DOD can embrace innovation without a brand name or equal rule

In 2017, Congress said that DOD had to justify in writing the use brand name or equivalent specifications and after many delays rules are coming out to implement that mandate.

In the National Defense Authorization Act (NDAA) for Fiscal Year 2017, Congress mandated that the Department of Defense provide written justifications for solicitations with brand name or equivalent specifications.

This is a major shift from pre-existing regulations, which required a written justification for brand name specifications only. Brand names or equal descriptions were considered to be open to competition, but this left open the possibility that acquisition officials would not consider equivalent solicitations in a fair manner.

After years of delay, DOD is issuing the rule to carry out the NDAA mandate. This rule will encourage government customers to consider a variety of vendors and competitive solutions.

Unfortunately, procurement officials have been unwittingly depriving their agencies of innovative solutions through the use of brand name or equal solicitations. While brand name or equal solicitations appear open to alternative vendors, they may send the signal that the named brand is preferred and has an advantage, discouraging alternative and innovative companies from putting in the time and effort to compete for an ‘or equal’ solicitation.

While acquisition regulations require that brand name or equal specifications identify “the salient physical, functional or performance characteristics that ‘equal’ products must meet,” few brand name or equal solicitations include these characteristics. Instead, they list a specific brand of product and perhaps the product’s stock keeping unit (SKU).

Competitor vendors must decide which of their products could be equivalent to those. Contracting officers then can identify the potential difference between the brand name and the competitor and highlight that as the difference that disqualifies the competitor. That is not how the rule is written nor how it should work.

Thanks to Congress, DOD’s new rule raises the bar for the issuance of brand name or equal specifications. Before issuing a brand name or equal solicitation, contracting officers must execute a written justification and approval.

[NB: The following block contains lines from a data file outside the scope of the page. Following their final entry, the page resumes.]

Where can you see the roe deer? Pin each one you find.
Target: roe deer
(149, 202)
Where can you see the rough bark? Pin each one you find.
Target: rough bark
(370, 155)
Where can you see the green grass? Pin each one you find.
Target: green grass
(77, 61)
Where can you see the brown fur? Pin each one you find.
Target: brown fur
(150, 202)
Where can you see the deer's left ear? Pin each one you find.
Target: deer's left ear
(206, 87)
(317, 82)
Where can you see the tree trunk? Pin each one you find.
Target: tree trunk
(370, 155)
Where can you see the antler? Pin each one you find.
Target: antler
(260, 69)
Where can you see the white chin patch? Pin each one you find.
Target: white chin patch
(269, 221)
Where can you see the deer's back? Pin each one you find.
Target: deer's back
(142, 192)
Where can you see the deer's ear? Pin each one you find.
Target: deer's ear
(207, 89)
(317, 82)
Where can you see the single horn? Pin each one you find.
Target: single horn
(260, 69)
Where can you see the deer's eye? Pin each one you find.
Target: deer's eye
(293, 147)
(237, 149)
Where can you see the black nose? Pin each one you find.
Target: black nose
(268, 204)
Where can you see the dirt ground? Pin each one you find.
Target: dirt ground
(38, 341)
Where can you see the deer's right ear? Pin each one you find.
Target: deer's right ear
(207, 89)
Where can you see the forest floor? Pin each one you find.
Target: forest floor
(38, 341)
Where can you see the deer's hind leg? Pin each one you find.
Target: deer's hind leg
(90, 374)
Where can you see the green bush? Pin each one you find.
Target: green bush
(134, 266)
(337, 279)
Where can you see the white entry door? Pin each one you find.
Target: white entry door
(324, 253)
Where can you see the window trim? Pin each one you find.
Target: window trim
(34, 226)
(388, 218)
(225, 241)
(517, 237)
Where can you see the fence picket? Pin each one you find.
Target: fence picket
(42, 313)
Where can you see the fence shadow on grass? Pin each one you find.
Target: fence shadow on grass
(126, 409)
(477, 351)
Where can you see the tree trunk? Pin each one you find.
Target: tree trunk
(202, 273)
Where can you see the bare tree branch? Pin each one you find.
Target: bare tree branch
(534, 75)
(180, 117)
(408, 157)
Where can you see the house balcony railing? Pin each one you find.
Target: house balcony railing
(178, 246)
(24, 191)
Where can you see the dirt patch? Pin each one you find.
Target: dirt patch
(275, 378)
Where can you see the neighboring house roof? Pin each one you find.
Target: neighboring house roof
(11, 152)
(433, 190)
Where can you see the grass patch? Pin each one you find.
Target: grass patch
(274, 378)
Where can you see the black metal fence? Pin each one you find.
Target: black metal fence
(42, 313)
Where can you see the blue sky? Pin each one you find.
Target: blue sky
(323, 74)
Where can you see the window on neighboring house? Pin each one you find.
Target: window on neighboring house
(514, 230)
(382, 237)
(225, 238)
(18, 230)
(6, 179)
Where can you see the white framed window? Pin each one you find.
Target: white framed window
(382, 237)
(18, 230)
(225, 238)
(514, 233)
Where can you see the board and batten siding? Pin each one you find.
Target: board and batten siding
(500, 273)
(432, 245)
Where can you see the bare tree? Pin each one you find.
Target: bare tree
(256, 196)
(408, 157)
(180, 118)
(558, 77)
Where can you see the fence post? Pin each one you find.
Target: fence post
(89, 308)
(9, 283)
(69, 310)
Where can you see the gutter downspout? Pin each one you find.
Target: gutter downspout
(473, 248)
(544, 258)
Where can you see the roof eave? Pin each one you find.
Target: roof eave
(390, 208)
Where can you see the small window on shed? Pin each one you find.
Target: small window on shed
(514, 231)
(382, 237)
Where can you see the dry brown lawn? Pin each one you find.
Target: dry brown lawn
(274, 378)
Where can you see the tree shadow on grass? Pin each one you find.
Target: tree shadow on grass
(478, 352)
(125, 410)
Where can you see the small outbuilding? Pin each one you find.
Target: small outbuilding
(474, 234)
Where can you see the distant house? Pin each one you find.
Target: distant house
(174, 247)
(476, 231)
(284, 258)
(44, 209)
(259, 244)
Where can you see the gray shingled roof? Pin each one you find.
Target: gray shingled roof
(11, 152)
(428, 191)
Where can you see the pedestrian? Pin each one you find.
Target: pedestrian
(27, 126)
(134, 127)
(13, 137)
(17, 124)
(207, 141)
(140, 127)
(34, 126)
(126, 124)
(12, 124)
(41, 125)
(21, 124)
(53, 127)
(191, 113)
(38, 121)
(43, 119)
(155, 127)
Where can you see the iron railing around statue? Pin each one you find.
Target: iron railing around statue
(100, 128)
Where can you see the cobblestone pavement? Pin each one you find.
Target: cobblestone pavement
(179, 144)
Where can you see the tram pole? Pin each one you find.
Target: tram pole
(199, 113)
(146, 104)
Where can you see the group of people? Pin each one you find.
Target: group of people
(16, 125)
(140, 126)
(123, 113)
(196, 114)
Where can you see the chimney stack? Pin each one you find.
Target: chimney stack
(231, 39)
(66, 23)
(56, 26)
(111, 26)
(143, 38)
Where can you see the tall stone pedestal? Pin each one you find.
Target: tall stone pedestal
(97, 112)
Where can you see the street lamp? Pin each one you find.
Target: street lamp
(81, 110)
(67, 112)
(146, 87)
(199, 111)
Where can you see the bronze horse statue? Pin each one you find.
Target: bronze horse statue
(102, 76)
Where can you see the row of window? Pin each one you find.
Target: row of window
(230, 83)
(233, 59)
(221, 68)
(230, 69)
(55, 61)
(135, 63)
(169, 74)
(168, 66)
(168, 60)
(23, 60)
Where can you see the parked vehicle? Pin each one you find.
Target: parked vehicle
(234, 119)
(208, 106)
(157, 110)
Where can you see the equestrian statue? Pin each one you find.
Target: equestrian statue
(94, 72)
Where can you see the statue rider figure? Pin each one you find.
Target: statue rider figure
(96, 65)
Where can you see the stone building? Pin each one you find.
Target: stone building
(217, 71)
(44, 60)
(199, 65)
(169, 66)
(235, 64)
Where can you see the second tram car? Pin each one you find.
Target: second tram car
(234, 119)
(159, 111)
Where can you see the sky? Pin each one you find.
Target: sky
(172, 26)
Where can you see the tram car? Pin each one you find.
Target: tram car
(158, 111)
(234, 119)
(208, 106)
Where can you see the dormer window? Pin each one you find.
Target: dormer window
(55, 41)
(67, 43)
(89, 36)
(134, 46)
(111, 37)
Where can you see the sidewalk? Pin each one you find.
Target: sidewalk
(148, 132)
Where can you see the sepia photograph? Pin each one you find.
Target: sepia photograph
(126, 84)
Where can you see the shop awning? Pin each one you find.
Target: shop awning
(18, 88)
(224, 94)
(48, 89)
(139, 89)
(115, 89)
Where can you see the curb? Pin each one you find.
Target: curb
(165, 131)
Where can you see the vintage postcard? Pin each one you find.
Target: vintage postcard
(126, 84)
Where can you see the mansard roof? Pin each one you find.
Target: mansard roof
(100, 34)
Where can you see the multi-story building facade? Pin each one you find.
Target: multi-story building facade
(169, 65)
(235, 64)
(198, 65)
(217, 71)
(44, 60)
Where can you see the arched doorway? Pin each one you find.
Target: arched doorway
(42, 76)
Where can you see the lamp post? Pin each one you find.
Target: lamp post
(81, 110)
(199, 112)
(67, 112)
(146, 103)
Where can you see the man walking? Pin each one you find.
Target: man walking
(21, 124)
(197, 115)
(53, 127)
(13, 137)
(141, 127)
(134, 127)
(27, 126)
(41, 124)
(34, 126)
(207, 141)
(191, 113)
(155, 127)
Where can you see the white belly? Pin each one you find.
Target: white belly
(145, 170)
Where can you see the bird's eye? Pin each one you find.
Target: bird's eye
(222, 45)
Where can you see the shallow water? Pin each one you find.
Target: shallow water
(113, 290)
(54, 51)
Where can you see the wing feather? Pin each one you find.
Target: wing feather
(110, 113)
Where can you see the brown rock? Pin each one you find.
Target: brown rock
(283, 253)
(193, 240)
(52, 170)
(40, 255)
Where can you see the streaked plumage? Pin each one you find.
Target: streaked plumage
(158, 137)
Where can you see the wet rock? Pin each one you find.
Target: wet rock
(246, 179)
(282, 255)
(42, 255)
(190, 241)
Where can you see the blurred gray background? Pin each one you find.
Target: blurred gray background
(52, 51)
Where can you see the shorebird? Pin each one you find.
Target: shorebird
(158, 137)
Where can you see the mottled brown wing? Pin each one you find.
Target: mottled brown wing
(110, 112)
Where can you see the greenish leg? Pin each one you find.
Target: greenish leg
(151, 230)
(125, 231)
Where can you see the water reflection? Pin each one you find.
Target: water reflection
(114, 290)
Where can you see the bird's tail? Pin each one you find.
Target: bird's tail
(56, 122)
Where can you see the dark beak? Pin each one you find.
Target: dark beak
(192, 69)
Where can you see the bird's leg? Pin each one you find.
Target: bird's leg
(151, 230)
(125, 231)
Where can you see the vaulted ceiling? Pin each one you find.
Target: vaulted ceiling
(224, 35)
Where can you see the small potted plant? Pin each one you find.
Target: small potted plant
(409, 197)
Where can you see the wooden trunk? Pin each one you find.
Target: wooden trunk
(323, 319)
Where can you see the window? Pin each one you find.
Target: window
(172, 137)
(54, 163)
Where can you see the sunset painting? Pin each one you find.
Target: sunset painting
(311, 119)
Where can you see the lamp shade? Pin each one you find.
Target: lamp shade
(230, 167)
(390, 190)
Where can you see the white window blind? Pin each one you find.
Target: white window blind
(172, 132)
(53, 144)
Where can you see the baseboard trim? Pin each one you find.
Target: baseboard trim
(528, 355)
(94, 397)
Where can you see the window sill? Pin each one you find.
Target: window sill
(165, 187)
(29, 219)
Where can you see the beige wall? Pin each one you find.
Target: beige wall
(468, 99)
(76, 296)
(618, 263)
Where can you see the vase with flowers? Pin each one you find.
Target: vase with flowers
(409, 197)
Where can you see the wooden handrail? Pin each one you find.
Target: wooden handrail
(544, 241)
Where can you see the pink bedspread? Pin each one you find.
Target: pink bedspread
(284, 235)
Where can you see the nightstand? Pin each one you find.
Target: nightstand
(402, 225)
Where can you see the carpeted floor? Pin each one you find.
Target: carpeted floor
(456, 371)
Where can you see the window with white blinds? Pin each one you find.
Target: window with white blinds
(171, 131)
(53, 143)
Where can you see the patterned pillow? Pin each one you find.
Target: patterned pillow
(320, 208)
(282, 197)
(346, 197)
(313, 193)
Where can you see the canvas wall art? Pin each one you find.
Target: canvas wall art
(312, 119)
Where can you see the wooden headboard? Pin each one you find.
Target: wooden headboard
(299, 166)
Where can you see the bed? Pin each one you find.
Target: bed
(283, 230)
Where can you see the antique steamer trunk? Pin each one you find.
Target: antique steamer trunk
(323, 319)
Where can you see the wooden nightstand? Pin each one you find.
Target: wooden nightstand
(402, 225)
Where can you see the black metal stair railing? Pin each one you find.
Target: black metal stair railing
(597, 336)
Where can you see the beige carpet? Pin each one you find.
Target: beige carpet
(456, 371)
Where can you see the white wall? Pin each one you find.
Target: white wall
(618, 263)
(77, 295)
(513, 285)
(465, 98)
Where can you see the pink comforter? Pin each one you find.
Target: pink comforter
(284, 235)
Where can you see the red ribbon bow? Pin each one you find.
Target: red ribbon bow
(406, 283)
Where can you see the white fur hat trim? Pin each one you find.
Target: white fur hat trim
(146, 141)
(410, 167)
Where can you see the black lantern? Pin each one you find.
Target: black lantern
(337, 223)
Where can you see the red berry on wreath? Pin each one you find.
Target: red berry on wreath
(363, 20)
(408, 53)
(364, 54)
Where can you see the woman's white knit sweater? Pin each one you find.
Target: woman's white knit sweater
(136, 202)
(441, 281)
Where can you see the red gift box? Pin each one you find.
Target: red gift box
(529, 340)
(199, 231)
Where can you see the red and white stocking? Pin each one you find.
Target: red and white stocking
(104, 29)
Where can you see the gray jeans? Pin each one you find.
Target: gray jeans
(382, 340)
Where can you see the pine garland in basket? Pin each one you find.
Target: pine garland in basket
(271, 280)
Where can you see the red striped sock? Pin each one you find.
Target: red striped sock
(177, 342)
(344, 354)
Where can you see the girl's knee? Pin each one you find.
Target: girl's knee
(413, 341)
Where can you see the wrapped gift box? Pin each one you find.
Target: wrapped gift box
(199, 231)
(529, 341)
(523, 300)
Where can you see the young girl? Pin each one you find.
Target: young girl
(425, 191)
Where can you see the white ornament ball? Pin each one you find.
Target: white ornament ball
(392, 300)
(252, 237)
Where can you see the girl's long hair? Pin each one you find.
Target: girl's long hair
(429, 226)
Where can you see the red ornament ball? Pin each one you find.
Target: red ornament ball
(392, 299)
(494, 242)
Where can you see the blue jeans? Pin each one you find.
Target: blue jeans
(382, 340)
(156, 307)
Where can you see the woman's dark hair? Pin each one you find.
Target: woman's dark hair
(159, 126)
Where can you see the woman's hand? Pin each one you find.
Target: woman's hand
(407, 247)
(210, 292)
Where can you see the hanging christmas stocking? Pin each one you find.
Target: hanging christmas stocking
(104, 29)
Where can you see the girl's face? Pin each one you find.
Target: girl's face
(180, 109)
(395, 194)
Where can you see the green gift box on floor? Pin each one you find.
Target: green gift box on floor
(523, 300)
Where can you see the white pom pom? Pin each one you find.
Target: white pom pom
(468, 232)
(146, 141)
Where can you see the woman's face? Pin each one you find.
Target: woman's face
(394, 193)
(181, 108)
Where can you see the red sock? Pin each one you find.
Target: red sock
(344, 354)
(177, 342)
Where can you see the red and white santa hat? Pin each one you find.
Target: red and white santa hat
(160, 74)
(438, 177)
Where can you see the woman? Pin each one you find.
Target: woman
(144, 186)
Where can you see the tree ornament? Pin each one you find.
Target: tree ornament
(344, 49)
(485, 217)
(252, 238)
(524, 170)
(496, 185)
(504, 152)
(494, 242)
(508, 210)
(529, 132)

With brand name or equal procurements subject to stricter requirements, vendors will have greater confidence that the specification is legitimate. They also hopefully will have access to a greater number of fully open procurements.

However, this new rule won’t just benefit the vendors, it will also benefit the DoD itself. When looking at specific brands, whether for brand name only or brand name or equal, they will give more consideration to what characteristics of those brands are critical to their mission. Acquisition officials and end users will find it easier to conduct open procurements than to prefer specific brands. By moving toward more brand-neutral requirements, DOD will have access to a wider variety of innovative and cost-effective solutions.

By requiring brand name or equal solicitations to be justified in writing and approved, the new rule should make it clear that fully open solicitations are preferred and provide contracting officials with the most flexibility.

The problem of non-competitive procurements will not be fixed, though, until civilian departments also are subject to this requirement and there is a government-wide cultural shift toward competitive procurements.

We would welcome congressional and FAR Council support in that effort.